Continuing my theme about naming conventions in the IT world, I think our industry is better at branding and marketing than branding and marketing professionals!
I mentioned that I took part on a Big Data/ BI (Business Intelligence) workshop recently. My first job after university – in 1994 (no gasps at the back please – I know I don’t look old enough) was as a developer providing an EIS (Enterprise Information System) for NHS clients.
We took large amount of data from Patient Administration Systems (PAS – again, no sniggering at the back if you work for Endava please (private joke)) and provided graphical dashboards which often exposed ‘intelligence’ in the data which would have taken much longer to process in standard databases. And the data was too large to import into Excel.
There are many off the shelf products, many of which are open source, which makes implementations far quicker to implement today than fifteen years ago.
Another great piece of re-branding is thin-clients.
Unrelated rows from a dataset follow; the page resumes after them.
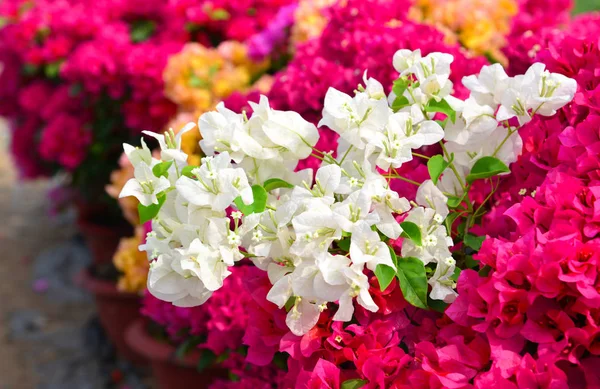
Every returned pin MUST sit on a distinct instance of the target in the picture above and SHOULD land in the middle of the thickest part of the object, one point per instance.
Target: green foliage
(441, 106)
(412, 231)
(260, 201)
(486, 167)
(149, 212)
(413, 281)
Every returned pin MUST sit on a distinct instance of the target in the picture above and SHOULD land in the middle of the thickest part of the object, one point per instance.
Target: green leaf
(436, 166)
(456, 274)
(259, 204)
(400, 86)
(412, 231)
(206, 359)
(52, 69)
(441, 106)
(436, 305)
(162, 169)
(344, 244)
(454, 201)
(290, 303)
(385, 275)
(473, 241)
(353, 384)
(149, 212)
(276, 183)
(187, 171)
(486, 167)
(413, 281)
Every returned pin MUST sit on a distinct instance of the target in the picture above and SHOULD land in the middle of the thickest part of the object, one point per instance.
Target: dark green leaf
(185, 347)
(355, 383)
(385, 275)
(474, 242)
(413, 281)
(400, 86)
(206, 359)
(412, 231)
(259, 204)
(454, 201)
(52, 69)
(290, 303)
(344, 244)
(456, 274)
(162, 169)
(486, 167)
(441, 106)
(276, 183)
(436, 166)
(149, 212)
(436, 305)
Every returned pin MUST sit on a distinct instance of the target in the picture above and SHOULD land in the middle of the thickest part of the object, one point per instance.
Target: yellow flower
(132, 263)
(479, 25)
(199, 77)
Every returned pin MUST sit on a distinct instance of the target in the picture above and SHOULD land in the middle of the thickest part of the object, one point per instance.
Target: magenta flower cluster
(79, 77)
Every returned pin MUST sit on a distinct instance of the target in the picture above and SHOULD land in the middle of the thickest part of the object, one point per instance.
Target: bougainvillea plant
(317, 235)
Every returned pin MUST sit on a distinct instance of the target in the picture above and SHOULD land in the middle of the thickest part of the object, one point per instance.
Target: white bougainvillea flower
(434, 239)
(137, 155)
(145, 186)
(357, 286)
(474, 124)
(386, 203)
(303, 316)
(225, 131)
(429, 196)
(327, 181)
(373, 88)
(315, 230)
(169, 285)
(170, 143)
(354, 118)
(488, 87)
(367, 248)
(289, 131)
(354, 209)
(217, 184)
(552, 90)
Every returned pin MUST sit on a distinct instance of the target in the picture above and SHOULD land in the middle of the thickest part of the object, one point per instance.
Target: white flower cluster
(316, 235)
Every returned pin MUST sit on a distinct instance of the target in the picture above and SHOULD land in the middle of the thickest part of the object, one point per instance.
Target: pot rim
(101, 287)
(144, 344)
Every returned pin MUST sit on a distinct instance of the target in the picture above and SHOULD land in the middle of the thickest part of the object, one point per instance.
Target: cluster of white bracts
(196, 237)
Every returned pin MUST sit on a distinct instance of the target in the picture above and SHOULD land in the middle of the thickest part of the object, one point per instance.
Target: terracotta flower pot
(169, 371)
(101, 233)
(117, 311)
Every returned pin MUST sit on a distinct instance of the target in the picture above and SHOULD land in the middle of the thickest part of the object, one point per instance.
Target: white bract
(321, 236)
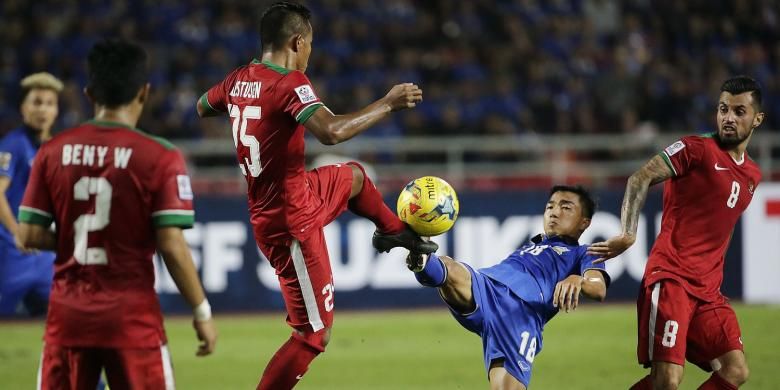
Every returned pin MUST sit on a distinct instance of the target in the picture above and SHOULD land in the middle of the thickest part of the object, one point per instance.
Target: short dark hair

In the late 1990s, moving to a thin-client model (i.e. most of the processing was done by a server) was fashionable. We then moved back to thick-clients – where the processing is mainly done by the desktop. Then the Internet age was born, and we never heard about thin or thick clients, because they were rebranded as ‘browser-based’ and apps. Exactly the same model, just rebranded.
Infrastructure has gone through some great rebranding. The term ‘hosting’ was left untouched for 10 years, before virtualisation – which wasn’t really a new concept. Citrix have been doing it for ages in the desktop industry. But suddenly every CIO felt compelled to virtualise virtually everything (pun intended).
And then… “Cloud”. I remember speaking to clients early on about Amazon Web Services, and within three years every hosting company rebranded their virtual environments as Cloud. Nothing more than rebranding. My personal website is stored “in the Cloud”. When I first took out the contract it was a Shared server, then a virtual server… now a Cloud server. It’s just the IP address has never changed!
My final example of brilliant branding is Enterprise social media. Lotus were doing Enterprise Collaboration in the 1990s – boasting shared documents with workflow and permissions.
I’m looking forward to future rebranding – green screens becoming “eco-screens”, dot matrix printers becoming “banner printers”, email becoming “enterprise messaging”, word processors becoming “information asset collation”… the list goes on.